I'm working on an application that uses Quartz for scheduling Jobs. The Jobs to be scheduled are created programmatically by reading a properties file. My question is: if I have a cluster of several nodes which of these should create schedules programmatically? Only one of these? Or maybe all?
i have used quartz in a web app, where users, among other things, could create quartz jobs that performed certain tasks.
We have had no problems on that app provided that at least the job names are different for each job. You can also have different group names, and if i remember correctly the jobgroup+jobname combination forms a job key.
Anyway we had no problem with creating an running the jobs from different nodes, but quartz at the time(some 6 months ago, i do not believe this has changed but i am not sure) did not offer the possibility to stop jobs in the cluster, it only could stop jobs on the node the stop command was executed on.
If instead you just want to create a fixed number of jobs when the application starts you better delegate that job to one of the nodes, as the jobs name/group will be read from the same properties file for each node, and conflicts will arise.

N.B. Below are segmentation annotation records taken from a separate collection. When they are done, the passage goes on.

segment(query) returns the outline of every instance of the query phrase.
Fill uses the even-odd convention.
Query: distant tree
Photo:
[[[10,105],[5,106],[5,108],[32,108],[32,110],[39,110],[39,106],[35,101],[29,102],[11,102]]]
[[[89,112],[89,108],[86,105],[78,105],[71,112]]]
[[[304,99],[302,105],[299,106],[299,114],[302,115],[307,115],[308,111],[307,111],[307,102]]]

Have you tried creating them on all of them? I think you would get some conflict because of duplicate names.
So I think one of the members should create the schedules during startup.

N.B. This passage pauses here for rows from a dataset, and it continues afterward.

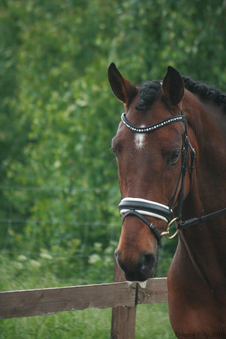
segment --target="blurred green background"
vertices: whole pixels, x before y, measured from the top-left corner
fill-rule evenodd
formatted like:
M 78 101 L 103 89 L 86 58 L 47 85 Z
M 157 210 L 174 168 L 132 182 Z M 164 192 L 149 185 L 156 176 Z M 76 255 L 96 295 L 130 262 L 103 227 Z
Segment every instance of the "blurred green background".
M 111 282 L 121 223 L 109 149 L 124 108 L 108 66 L 140 84 L 170 65 L 225 91 L 226 1 L 0 4 L 1 290 Z M 164 241 L 157 277 L 177 241 Z M 1 324 L 2 339 L 107 338 L 110 310 Z M 166 304 L 138 307 L 136 338 L 173 337 Z

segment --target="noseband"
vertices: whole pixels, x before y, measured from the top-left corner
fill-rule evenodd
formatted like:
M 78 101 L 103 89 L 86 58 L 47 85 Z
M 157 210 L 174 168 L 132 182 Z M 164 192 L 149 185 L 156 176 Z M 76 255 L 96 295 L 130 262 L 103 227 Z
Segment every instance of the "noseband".
M 132 198 L 126 198 L 123 199 L 119 205 L 120 214 L 121 215 L 123 214 L 123 223 L 125 218 L 128 216 L 136 215 L 143 220 L 148 226 L 156 238 L 158 244 L 162 247 L 162 245 L 161 242 L 161 236 L 168 234 L 168 227 L 166 228 L 166 232 L 163 232 L 163 233 L 166 234 L 161 234 L 160 235 L 157 228 L 152 223 L 150 222 L 147 219 L 144 217 L 144 215 L 153 217 L 165 221 L 167 224 L 167 226 L 169 224 L 169 223 L 170 223 L 173 219 L 171 207 L 178 191 L 181 178 L 182 176 L 181 186 L 179 195 L 177 211 L 177 218 L 181 220 L 185 177 L 189 161 L 189 148 L 191 150 L 190 154 L 191 159 L 190 168 L 190 187 L 191 185 L 192 173 L 194 170 L 194 164 L 196 158 L 194 149 L 191 146 L 187 135 L 186 126 L 186 117 L 182 108 L 181 115 L 170 117 L 150 126 L 140 127 L 132 125 L 127 120 L 125 116 L 125 113 L 123 113 L 122 115 L 121 119 L 127 128 L 135 133 L 151 133 L 164 126 L 179 122 L 182 122 L 184 126 L 184 132 L 182 136 L 181 169 L 176 189 L 170 202 L 169 206 L 166 206 L 159 202 L 150 201 L 145 199 Z
M 193 218 L 183 222 L 181 220 L 185 175 L 187 170 L 189 158 L 190 157 L 191 163 L 189 169 L 190 190 L 192 174 L 194 171 L 194 160 L 196 158 L 196 152 L 194 148 L 191 145 L 188 136 L 186 125 L 186 117 L 184 115 L 182 107 L 181 113 L 181 115 L 170 117 L 153 125 L 151 125 L 147 127 L 143 127 L 134 126 L 129 122 L 126 118 L 125 113 L 123 113 L 121 117 L 123 122 L 127 128 L 135 133 L 151 133 L 167 125 L 177 122 L 181 121 L 184 124 L 184 131 L 182 136 L 181 170 L 174 193 L 170 200 L 169 206 L 166 206 L 159 202 L 156 202 L 156 201 L 152 201 L 145 199 L 136 198 L 125 198 L 122 199 L 119 205 L 120 214 L 121 215 L 123 215 L 122 219 L 123 224 L 125 218 L 128 215 L 135 215 L 138 217 L 148 226 L 156 238 L 158 244 L 160 247 L 162 247 L 161 241 L 161 237 L 165 236 L 168 238 L 168 239 L 171 239 L 176 235 L 179 230 L 183 230 L 196 224 L 199 224 L 200 228 L 201 228 L 202 223 L 213 218 L 220 216 L 226 213 L 226 208 L 225 208 L 203 216 L 203 211 L 202 211 L 199 218 Z M 189 152 L 189 149 L 190 150 L 190 153 Z M 177 217 L 173 218 L 171 208 L 178 191 L 181 178 L 181 185 L 178 199 Z M 144 217 L 144 215 L 153 217 L 165 221 L 167 224 L 165 231 L 162 232 L 160 234 L 157 228 L 154 226 L 152 223 L 150 222 Z M 179 220 L 177 231 L 171 237 L 168 237 L 169 226 L 173 222 L 177 219 Z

You should only have one system scheduling jobs for the cluster if they are predefined in properties like you say. If all of the systems did it you would needlessly recreate the jobs and maybe put them in a weird state if every server made or deleted the same jobs and triggers.

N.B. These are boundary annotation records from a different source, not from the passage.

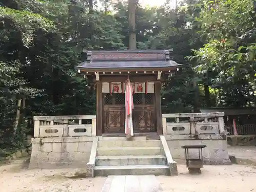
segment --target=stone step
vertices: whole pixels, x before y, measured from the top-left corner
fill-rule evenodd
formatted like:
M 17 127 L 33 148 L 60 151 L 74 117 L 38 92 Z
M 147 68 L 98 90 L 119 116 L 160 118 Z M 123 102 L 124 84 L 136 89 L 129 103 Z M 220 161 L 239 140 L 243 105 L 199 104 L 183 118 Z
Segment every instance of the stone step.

You could simply only deploy the properties for the jobs to one server and then only one server would try to create them.
You could make a separate app that has the purpose of scheduling the jobs and only run it once.
If these are web servers you could make a simple secured REST API that triggers the scheduling process. Then you could write an automated script to access the API and kick off the scheduling of jobs as part of a deployment or whenever else you desired. If you have multiple servers behind a load balancer it should go to only one server and schedule the jobs which quartz would save to the database backed jobstore. The other nodes in the cluster would receive them the next time they update from the database.